When Jodi Delaney’s fourth- and fifth-grade Montessori students showed up to class earlier this week at Broadwater Elementary, they found a sign on the classroom door saying that the room had been foreclosed on.

Delaney explained the fictional situation to her students that the bank had foreclosed on her classroom, and the students would need to figure out somewhere else to learn.

After some thought and discussion the students scattered and began reading the “hobo symbols” Delaney had taped around the building until one came upon a symbol that showed it was a good place to set up camp.

The whole scenario was a way for Delaney to show her students what it was like for people living during the Great Depression, instead of just regurgitating information or making them fill out worksheets.

“I can tell them the information directly … but instead we did this," she said, suggesting that the students appeared to be learning the material quickly. 

Delaney said she incorporates “simulations” into her class when she can to get students engaged in the time period and make what may otherwise seem like ancient history come to life.

She even had students construct a “Hooverville” of sorts on Broadwater’s front lawn with sheets, twine and clothespins.
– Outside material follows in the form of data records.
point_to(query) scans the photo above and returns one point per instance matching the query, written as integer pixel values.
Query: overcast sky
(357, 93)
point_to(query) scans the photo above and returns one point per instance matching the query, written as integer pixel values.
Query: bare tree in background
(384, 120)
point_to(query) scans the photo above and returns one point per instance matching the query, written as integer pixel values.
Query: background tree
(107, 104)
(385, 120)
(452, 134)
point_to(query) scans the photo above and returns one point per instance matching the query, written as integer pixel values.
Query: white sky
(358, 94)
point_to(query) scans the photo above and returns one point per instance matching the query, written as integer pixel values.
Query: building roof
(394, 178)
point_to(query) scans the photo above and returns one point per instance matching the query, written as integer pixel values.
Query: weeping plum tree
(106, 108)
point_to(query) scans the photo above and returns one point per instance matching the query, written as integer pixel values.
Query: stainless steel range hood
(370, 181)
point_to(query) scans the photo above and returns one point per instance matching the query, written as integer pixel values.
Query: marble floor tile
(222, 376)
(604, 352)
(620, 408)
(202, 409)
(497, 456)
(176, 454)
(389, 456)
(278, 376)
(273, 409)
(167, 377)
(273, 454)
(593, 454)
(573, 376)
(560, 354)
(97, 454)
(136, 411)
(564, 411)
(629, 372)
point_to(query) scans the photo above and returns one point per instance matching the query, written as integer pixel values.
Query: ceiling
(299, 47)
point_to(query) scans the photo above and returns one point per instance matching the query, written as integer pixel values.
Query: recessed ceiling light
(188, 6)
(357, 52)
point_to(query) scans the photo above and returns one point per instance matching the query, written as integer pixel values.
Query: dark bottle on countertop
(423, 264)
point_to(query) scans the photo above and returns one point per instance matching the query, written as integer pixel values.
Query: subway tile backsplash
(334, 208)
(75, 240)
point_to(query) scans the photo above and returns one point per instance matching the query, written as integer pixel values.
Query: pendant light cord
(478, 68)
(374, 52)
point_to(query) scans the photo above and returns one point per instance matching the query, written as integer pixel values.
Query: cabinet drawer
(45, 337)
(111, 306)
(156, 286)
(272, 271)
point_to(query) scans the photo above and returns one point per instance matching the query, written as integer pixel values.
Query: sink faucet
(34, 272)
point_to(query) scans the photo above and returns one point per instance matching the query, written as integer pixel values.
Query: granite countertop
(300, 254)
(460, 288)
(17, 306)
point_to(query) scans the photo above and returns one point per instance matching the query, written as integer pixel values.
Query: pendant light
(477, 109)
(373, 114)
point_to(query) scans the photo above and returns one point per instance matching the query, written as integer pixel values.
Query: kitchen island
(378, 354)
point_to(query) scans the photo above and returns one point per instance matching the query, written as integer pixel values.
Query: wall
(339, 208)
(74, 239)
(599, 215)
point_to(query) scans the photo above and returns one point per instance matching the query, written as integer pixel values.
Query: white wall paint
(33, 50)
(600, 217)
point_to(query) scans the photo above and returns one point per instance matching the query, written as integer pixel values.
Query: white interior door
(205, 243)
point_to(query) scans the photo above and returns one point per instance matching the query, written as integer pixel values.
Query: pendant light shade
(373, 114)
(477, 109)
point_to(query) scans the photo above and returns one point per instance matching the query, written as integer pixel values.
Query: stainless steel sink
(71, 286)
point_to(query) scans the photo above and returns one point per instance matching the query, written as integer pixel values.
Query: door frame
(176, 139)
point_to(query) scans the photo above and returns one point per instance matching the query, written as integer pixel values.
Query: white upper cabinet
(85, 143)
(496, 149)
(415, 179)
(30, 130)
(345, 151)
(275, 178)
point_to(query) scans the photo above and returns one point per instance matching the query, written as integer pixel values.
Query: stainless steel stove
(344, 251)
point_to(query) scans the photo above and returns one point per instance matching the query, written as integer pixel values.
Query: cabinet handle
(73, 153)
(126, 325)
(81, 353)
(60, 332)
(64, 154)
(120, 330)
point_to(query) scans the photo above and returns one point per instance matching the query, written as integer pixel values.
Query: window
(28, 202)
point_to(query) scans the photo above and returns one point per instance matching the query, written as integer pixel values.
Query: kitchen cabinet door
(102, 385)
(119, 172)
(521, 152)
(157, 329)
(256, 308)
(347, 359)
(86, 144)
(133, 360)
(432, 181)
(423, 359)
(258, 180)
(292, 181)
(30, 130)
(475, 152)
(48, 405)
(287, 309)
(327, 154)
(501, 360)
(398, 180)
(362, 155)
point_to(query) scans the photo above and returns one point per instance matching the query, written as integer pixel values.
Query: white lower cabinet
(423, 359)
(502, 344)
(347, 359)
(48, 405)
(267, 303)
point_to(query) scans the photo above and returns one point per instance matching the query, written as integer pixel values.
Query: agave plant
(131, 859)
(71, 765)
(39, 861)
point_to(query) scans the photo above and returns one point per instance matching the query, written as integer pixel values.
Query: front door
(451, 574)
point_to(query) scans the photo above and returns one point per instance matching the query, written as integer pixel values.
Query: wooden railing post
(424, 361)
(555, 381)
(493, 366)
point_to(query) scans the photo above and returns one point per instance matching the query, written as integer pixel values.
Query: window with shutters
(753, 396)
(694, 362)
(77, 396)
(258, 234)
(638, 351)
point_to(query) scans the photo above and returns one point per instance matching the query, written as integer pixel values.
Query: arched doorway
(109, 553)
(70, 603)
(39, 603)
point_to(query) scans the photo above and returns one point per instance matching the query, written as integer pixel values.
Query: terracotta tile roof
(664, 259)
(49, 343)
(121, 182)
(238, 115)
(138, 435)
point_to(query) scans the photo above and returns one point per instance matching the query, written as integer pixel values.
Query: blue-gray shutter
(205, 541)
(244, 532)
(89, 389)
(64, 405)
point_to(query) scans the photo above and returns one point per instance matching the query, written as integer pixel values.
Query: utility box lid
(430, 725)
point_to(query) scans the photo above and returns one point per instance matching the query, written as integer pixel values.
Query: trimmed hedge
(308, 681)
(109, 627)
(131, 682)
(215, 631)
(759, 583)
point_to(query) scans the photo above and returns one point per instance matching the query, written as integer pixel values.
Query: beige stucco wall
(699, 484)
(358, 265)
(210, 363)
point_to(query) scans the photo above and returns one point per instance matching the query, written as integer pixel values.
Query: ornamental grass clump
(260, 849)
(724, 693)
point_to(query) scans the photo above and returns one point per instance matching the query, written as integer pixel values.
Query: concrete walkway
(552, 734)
For food, the students peeled potatoes that Delaney was planning to cook over her hot plate.

Tuesday’s mixture of rain and snow made the simulation a little too real, and as more drips started falling through the sheets Delaney brought the class back inside where they huddled up in the hallway.
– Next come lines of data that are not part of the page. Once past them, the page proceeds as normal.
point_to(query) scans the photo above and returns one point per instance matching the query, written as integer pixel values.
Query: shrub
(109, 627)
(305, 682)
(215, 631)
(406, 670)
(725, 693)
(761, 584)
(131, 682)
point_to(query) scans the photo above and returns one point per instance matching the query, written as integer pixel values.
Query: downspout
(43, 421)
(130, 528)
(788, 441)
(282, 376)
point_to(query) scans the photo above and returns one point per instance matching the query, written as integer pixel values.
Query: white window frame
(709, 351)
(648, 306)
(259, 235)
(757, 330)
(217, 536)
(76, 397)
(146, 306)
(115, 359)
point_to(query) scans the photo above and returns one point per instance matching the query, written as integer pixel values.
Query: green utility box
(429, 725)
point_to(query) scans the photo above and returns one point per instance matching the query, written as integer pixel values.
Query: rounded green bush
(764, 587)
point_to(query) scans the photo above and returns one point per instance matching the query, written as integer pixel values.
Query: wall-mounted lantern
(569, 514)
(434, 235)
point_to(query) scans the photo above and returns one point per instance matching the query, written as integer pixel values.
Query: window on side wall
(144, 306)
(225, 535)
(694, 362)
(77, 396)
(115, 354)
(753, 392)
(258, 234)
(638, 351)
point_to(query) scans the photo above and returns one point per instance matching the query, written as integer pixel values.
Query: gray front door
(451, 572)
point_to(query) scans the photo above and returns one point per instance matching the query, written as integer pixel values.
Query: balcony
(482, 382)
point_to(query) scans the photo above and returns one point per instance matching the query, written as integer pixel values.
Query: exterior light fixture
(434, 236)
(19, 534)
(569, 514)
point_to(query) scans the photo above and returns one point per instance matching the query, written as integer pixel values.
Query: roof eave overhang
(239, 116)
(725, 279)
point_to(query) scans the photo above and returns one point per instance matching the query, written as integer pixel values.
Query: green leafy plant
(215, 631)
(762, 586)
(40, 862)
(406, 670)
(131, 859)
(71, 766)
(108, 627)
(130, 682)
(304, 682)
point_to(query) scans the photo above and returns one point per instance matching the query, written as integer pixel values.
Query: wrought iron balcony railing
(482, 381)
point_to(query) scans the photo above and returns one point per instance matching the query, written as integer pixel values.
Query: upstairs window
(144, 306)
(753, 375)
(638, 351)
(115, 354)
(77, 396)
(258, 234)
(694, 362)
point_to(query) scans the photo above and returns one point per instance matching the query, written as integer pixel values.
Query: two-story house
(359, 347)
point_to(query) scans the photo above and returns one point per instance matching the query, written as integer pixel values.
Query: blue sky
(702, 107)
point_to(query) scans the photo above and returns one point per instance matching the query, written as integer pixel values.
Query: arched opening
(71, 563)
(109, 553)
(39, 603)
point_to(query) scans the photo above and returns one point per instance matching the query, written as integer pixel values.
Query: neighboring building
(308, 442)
So what is it like living during the Great Depression?

“It’s really horrible, and it’s really unpleasant,” said fourth grade student Zach Heller, who had only spent part of one morning living outside in the re-created shantytown.

“You don’t have a home, it’s cold,” he explained, adding that sometimes you have to eat raw potatoes. 

The students didn't have to actually eat any raw potatoes, however, indulging in hot lunch from the school cafeteria instead.

Through the rest of the week, Delaney said, she planned to continue the scenario with students putting on burlap sacks and “begging” teachers around the school for work or food. Some teachers assign jobs, like cleaning up the school’s yard.

Through it all, Delaney jumps at opportunities to explain historical realities. Like in the morning when the classroom had been foreclosed on, Delaney taught her students about the stock market crash and the resulting mayhem that led to high rates of homelessness.

By the end of the week her class was working for the Civilian Conservation Corps, which led to Delany discussing President Franklin Roosevelt’s Public Works Administration.

Now that the week is over, she’ll move on to the next stage in history, and eventually the class will get to play out a new simulation.

“They really do like these; they look forward to them,” Delaney said.

“They get to explore with their imagination,” she said.